In 1965 gaf Van Oorschot zijn toneelwerken uit in drie delen dundruk. In zijn inleiding schreef Simon Carmiggelt toen dat Heijermans’ beste stukken „nog springlevend” waren. Tijd om dat weer eens te checken.
100 jaarSarah Vaughan
Honderd zou ‘Sassy’ of ‘The Divine One’ nu worden. Jazzvocaliste Sarah Vaughan (1924-1990) tilde met zangeressen Billie Holiday en Ella Fitzgerald de jazz-zang op en bracht die verder. Fenomenaal was het hoe ze haar stem onder controle had. Ze gleed door de noten (glissando’s), kon ze ineens ‘droppen’ van hoog naar heel laag en bracht tal van versieringen en variaties aan in melodieën.

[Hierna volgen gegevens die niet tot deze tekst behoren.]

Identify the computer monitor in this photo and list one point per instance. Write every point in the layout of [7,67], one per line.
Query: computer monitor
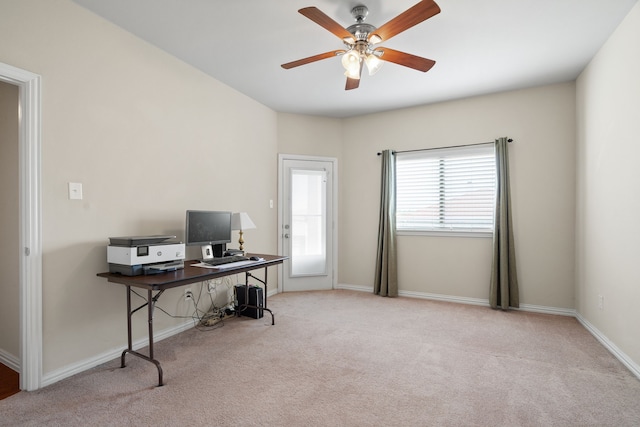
[208,229]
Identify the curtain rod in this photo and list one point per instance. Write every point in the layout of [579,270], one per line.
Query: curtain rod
[439,148]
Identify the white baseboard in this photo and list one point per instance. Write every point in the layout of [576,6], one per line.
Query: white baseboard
[76,368]
[10,360]
[70,370]
[617,353]
[464,300]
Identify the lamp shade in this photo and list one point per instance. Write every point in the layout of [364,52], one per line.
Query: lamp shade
[241,221]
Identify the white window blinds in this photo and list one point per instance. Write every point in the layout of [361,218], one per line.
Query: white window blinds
[448,189]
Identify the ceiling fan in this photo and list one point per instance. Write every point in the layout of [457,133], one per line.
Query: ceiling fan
[361,41]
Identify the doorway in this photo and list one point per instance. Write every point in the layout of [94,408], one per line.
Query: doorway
[30,214]
[307,222]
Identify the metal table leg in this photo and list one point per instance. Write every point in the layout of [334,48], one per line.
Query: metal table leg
[150,304]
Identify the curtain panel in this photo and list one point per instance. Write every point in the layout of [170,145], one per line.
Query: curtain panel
[386,277]
[503,289]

Het zal dit jaar beslist hommages regenen; van de Sarah Vaughan International Jazz Vocal Competition tot speciale concerten met haar liedjes – haar oeuvre wordt door velen bestudeerd. Zoals de scatsong ‘Lullaby of Birdland’ uit 1954, de bekende Sondheim-tearjerker ‘Send in the Clowns’ die Vaughan ooit opnam met het Count Basie-orkest, de hoge noten in ‘Tenderly’, het bloedmooie ‘Misty’ of het sensuele ‘Speak Low’. Twee keer (1954 en ’58) betoverde Vaughan bij nachtconcerten in Het Concertgebouw in Amsterdam.